Development and characterization in vitro of a catalase-based biosensor for hydrogen peroxide monitoring

There is increasing evidence that hydrogen peroxide (H2O2) may act as a neuromodulator in the brain, as well as contributing to neurodegeneration in diseased states, such as Parkinson's disease. The ability to monitor changes in endogenous H2O2in vivo with high temporal resolution is essential in order to further elucidate the roles of H2O2 in the central nervous system. Here, we describe the in vitro characterization of an implantable catalase-based H2O2 biosensor.

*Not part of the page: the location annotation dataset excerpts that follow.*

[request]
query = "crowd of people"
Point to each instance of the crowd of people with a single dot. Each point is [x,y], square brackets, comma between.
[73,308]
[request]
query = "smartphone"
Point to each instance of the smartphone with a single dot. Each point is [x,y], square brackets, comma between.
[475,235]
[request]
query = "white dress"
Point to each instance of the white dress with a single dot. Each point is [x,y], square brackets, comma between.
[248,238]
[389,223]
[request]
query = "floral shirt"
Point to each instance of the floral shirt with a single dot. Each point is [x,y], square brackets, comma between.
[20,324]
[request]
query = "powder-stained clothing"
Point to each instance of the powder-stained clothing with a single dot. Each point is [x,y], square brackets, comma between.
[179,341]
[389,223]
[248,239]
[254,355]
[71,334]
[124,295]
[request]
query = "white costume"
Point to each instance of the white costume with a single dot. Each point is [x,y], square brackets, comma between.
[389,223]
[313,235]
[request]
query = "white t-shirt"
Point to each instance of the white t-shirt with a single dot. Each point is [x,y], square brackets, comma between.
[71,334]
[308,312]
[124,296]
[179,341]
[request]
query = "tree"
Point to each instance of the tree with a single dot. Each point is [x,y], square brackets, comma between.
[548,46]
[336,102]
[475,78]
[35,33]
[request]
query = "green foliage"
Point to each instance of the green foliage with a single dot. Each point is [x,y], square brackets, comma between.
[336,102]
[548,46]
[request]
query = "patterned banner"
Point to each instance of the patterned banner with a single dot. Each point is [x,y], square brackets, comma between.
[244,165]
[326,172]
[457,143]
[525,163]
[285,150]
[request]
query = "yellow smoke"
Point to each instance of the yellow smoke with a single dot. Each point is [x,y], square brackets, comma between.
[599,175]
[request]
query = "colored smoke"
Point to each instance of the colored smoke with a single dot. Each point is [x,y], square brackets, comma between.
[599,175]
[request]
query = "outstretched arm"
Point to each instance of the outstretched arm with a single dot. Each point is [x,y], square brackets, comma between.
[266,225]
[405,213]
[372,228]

The biosensor comprises two amperometric electrodes, one with catalase immobilized on the surface and one without enzyme (blank). The analytical signal is then the difference between the two electrodes. The H2O2 sensitivity of various designs was compared, and ranged from 0 to 56 ± 4 mA cm−2 M−1. The most successful design incorporated a Nafion® layer followed by a poly-o-phenylenediamine (PPD) polymer layer. Catalase was adsorbed onto the PPD layer and then cross-linked with glutaraldehyde. The ability of the biosensors to exclude interference from ascorbic acid, and other interference species found in vivo, was also tested. A variety of the catalase-based biosensor designs described here show promise for invivo monitoring of endogenous H2O2 in the brain.